For me it’s the start of a long hot summer [hopefully] alfresco ‘everything’ in the garden , weekends away, my best friends birthday.
It is also a painful reminder that in just a few days time, 2 years ago , my mum and best friend died.
July 10th at 3.40pm in palliative care with Dad & I sat by her bedside.
I’ll not lie I’m in a weird-ass mood
To the people who think I should man up and get on with it … “after all it has been 2 years now Tracey” [ Yes people have actually said that to me ] … I hope you grow to have a little compassion and understanding
Grief is a weird, complex journey. It is very different and personal for each one of us. I can’t just snap out of it, but please don’t think for one minute I sit suffocating in my own sadness and ‘pity-party’ because I really don’t.
I have unwillingly learnt to lead a life without my mum around.
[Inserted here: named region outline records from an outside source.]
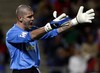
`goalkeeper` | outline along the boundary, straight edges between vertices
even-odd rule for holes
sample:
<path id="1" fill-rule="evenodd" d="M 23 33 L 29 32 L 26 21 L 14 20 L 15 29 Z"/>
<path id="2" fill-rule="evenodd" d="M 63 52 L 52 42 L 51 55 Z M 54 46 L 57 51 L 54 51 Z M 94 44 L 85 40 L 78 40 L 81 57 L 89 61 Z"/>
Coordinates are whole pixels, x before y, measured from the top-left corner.
<path id="1" fill-rule="evenodd" d="M 70 19 L 65 13 L 48 22 L 45 26 L 37 28 L 34 26 L 34 12 L 27 5 L 19 5 L 16 9 L 17 22 L 6 34 L 6 45 L 8 47 L 12 73 L 40 73 L 40 53 L 38 48 L 39 39 L 53 38 L 59 33 L 78 23 L 92 23 L 95 13 L 90 9 L 83 13 L 84 7 L 79 8 L 75 18 Z"/>

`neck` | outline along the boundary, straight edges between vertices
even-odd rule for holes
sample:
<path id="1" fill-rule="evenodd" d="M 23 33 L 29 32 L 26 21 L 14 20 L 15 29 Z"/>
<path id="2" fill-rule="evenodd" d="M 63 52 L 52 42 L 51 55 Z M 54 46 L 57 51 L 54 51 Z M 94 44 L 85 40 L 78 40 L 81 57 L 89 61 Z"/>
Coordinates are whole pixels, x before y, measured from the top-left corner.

A little emptier maybe but my life is full of laughter, amazing friends, family , Mollie Dog , Frankie Cat … and plastic man called Kev [who has now upped ship and moved in with my friend Lisa]
There are plummeting lows but these are accompanied by terrific highs. That in part is thanks to my mum for loving me unconditionally, for bringing me up to be a strong woman . One of the last things she said to me is “you are my daughter and you are stronger than you ever imagined.”
And, as always, she was right.
I know social media [Instagram especially] is perceived as a place for positivity, a place to escape. If you have followed me for a while you will know I have always tried to make my ‘space‘ as real as I can without sending you into the realms of depression . I am like the bloody Shakespeare of social media!
Life is tiring enough without having to pretend everything is ok all the time ; because who am I trying to convince and more importantly why?
At this moment in time hand on heart I am happy but I am also carrying a sadness around with me. Maybe it’s not evident for all to see but if you look into my eyes they tell a whole different story
Right now I don’t know whether to stick the kettle on , walk the dog or burst into tears
Right now … I really want my mum
* Bracelet was gifted to me by Inscripture . It is engraved with my mums handwriting which was taken from a letter she wrote to me while I was away at college.